Jared: Talks about RCS People who play Kerbal Space Program: You know i’m somewhat of a scientist myself
Beautiful! And, thank you Jared! My dad helped design the LEM while working at Grumman in Farmingdale NY. He was always so proud of his work there and we were so proud of him too. Miss you daddy!
Jared I was a long haul truck driver for 45 years one afternoon at a diner at a truck stop i got into a conversation with an older trucker .It was an amazing story .He was the man with his truck that picked up the first lunar module and moved it to the assembly location for launching .
That tiny detail about how the lunar rover folded out explained so much! You have no idea how many hours I've spent looking at diagrams of that thing for two seconds of animation to make it look totally obvious.
A pleasant surprise! A straightforward, no-nonsense presentation, not dumbed down, nor unnecessarily complicated. Good use of computer graphics. No whiteboards, no obtuse narration. Guess I'm going to find something else to complain about today. Well, the weather IS awfully cold…
At 11 years old I watched the first Moon landing in the presence of my Grandmother. She was born in 1899 and remembers when the horse and buggy was the most common form of transportation.
Thanks! You showed the design well. As a kid in 1969 my friend “Hank” and I had plastic models of the Saturn rocket. As the Moon Mission progressed start to finish, from launch to recovery, we duplicated every step with our models... Rocket stages separated, CM pulled LM out, separated, LM landed, returned safely to Earth,...every action simulated as we watched our TV sets. I recently visited Huntsville AL., and saw the Enormous Saturn V rocket standing erect at the NASA museum at the Redstone Arsenal... OMG! I was so stunned. And proud.
Thanks for commenting on the RCS plume deflectors. I am the engineer who designed them.
Wow, I learned more about the moon landings in your 8 minute video that I did in the last 50 years. Great stuff. Thank you.
This is insanely detailed!!! I greatly appreciate your videos! Thank you so much for teaching millions of people!
I watched on TV the first moon landing. Now I know more about how it happened. Thank you.
I saw one of the LM's at the NASM in DC. We passed it the first time and I thought it was a high school mock up. When we returned to that area I was hanging out by it while my wife was off doing something. I was AMAZED to learn it was an actual unused LM. I couldn't believe the guys on the earlier missions actually trusted that to get them to and from the moon. Just amazing and so much respect for the team that made the moon landings possible.

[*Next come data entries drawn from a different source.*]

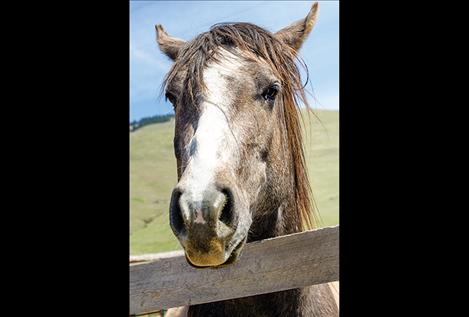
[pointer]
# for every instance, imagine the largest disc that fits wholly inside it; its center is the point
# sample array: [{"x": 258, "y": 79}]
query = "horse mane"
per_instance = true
[{"x": 259, "y": 43}]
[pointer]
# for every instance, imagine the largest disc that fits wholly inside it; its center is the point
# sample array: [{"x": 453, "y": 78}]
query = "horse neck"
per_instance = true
[{"x": 275, "y": 211}]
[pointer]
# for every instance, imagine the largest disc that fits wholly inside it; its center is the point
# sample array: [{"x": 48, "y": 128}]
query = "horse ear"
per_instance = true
[
  {"x": 168, "y": 45},
  {"x": 295, "y": 34}
]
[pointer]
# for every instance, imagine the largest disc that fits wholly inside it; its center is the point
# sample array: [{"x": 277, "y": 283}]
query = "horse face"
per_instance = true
[
  {"x": 225, "y": 136},
  {"x": 222, "y": 146}
]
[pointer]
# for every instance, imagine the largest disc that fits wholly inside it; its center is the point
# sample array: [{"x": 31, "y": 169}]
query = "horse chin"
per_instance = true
[{"x": 230, "y": 259}]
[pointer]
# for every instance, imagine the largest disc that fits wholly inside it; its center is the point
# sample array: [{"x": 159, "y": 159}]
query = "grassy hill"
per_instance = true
[{"x": 153, "y": 175}]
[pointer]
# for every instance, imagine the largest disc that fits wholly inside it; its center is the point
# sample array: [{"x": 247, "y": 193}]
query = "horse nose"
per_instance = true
[
  {"x": 210, "y": 212},
  {"x": 204, "y": 224}
]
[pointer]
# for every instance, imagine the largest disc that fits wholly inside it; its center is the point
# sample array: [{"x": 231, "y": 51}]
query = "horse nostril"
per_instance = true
[
  {"x": 175, "y": 215},
  {"x": 227, "y": 212}
]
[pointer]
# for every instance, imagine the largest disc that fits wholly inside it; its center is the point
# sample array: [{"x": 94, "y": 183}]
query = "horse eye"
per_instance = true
[
  {"x": 270, "y": 93},
  {"x": 169, "y": 96}
]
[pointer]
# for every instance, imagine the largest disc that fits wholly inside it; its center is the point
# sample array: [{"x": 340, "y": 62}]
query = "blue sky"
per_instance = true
[{"x": 187, "y": 19}]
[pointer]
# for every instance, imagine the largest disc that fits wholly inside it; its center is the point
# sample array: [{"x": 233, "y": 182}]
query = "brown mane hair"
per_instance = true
[{"x": 193, "y": 57}]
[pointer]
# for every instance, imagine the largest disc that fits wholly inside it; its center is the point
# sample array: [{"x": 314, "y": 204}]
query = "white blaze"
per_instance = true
[{"x": 213, "y": 144}]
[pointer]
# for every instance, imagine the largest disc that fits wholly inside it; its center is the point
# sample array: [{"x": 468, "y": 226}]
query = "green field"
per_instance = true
[{"x": 153, "y": 175}]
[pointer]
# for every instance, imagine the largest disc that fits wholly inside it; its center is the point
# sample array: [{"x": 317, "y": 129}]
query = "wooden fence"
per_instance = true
[{"x": 165, "y": 280}]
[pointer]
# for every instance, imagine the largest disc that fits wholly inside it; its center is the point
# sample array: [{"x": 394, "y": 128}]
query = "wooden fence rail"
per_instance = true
[{"x": 265, "y": 266}]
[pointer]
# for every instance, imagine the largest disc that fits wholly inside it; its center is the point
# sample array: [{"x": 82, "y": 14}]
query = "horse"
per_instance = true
[{"x": 236, "y": 92}]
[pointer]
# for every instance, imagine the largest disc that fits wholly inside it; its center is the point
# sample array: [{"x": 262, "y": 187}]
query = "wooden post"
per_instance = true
[{"x": 271, "y": 265}]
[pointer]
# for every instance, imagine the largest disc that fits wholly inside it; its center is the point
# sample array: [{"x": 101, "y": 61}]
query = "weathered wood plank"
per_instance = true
[{"x": 266, "y": 266}]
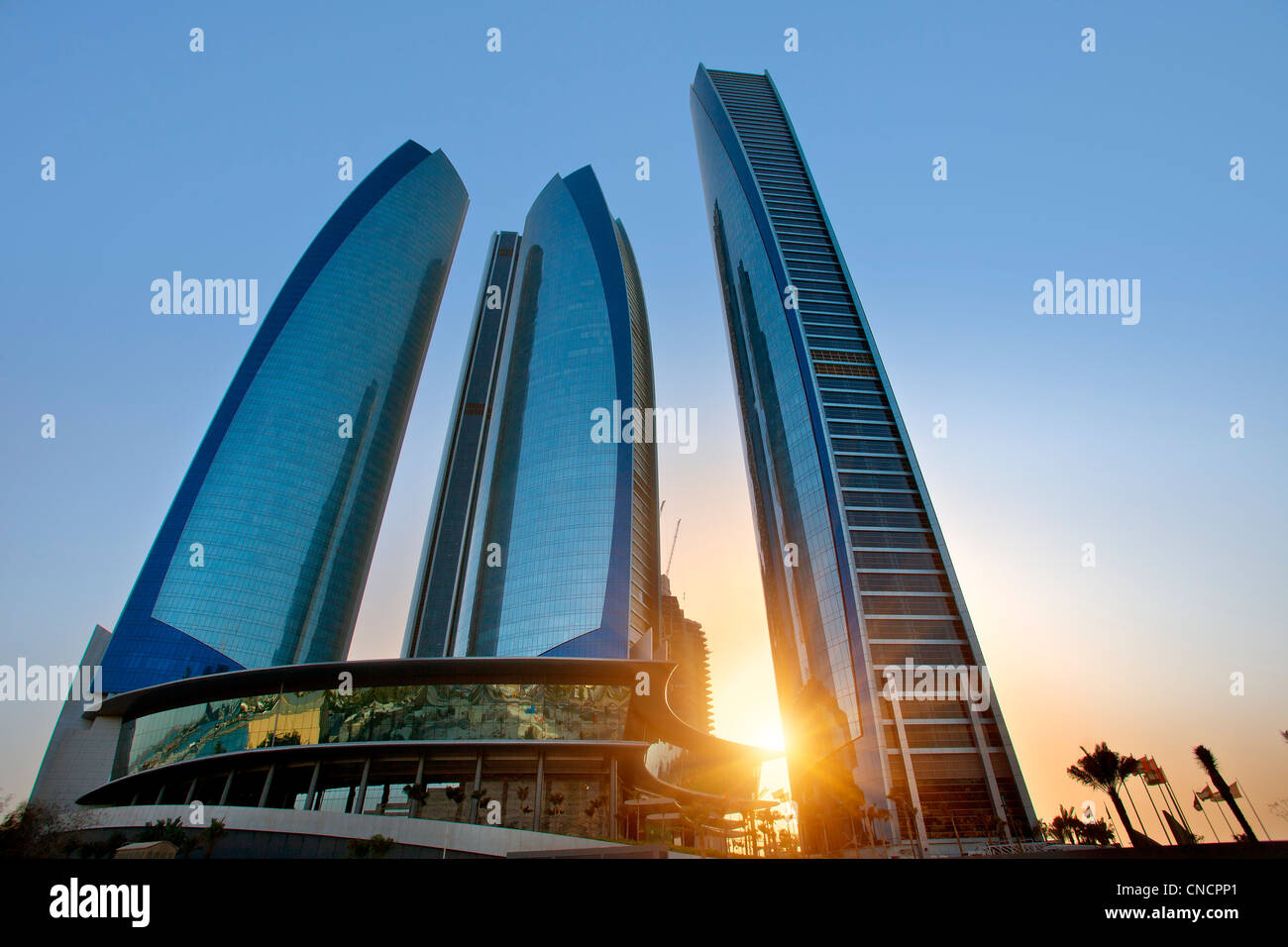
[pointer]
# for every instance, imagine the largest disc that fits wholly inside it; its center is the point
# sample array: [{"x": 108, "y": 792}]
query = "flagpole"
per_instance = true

I watched the landing in my elementary school class. We just watched TV the whole time as history was being made. Great video! This is YouTube at its best!
Perfect! I am a docent at The Cradle of Aviation Museum and we have the Apollo 19 LEM. This video is an easy to understand presentation of our magnificent bird. Thanks Jared!
Excellent video. A perfect example of designing something solely for the function it had to carry out.
A stunning American achievement! The engineering, the computing, the mathematics, the manufacturing, the communications, the electronics - outstanding.
"It's ugly, but it gets you there..." - Volkswagen
One of the most - maybe the most - ingenious vehicles ever designed. Almost hard to believe that decades have passed since it carried people to the moon.
"I thought I knew a lot about the LM but you've taught me something new." - Me too. Fantasic.